Browne worked for Lionel Cranfield, 1st Earl of Middlesex, who was Keeper of the Wardrobe. He employed them to supply banners, cushions, and chairs to Westminster Abbey for the funeral of Anne of Denmark, and to furnish a lodging and chapel for the Spanish ambassador Diego Sarmiento de Acuña, Count of Gondomar at Ely House in March 1620.

A number of Browne's bills for Cranfield's own houses survive at the Kent History and Library Centre, Maidstone. Cranfield's homes included Chelsea House, which he bought in 1619 and improved employing the services of Inigo Jones and Nicholas Stone, and Copthall in Essex. His furnishings were supplied by Oliver Browne and John Baker, who had "dressed" Anne of Denmark's cabinet room in 1605, and painted and gilded by Thomas Capp. These included a suite of furnishings for Cranfield's second wife Anne Brett's "lying-in" at Chelsea in 1621 with a cradle with a canopy of crimson damask for James Cranfield in 1621. Furniture from Copthall was taken to Knole in 1701.

A bed surviving at Knole (National Trust) is thought to have been one of Cranfield's commissions from Baker and Browne. The silk hangings are decorated with "spangles" or "oes", early modern sequins, and the piece has long been known as the "Spangled Bed". The collection also includes an influential early sofa or couch design, known as the "Knole Settee".

King James became increasingly infirm, but continued to ride and hunt. In December 1624, Oliver Browne provided six portable velvet chairs to use at the hunt, and six special Spanish leather chairs to lift him to and from his bed. Browne and Baker provided textiles for the hearse or catafalque designed by Inigo Jones in Westminster Abbey for the king's funeral.
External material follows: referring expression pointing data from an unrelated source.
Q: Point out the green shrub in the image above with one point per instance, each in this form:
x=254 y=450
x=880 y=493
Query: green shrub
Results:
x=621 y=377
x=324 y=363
In 1644, Oliver Browne was upholsterer to the Houses of Parliament. He was still working with John Baker, and they petitioned for payment for the hire of tapestry from Oatlands Palace used to hang rooms near the Parliament Chamber. Browne and Baker were paid £180 for the hire of these four suites of hangings and other services to the "House of Peers" in 1646.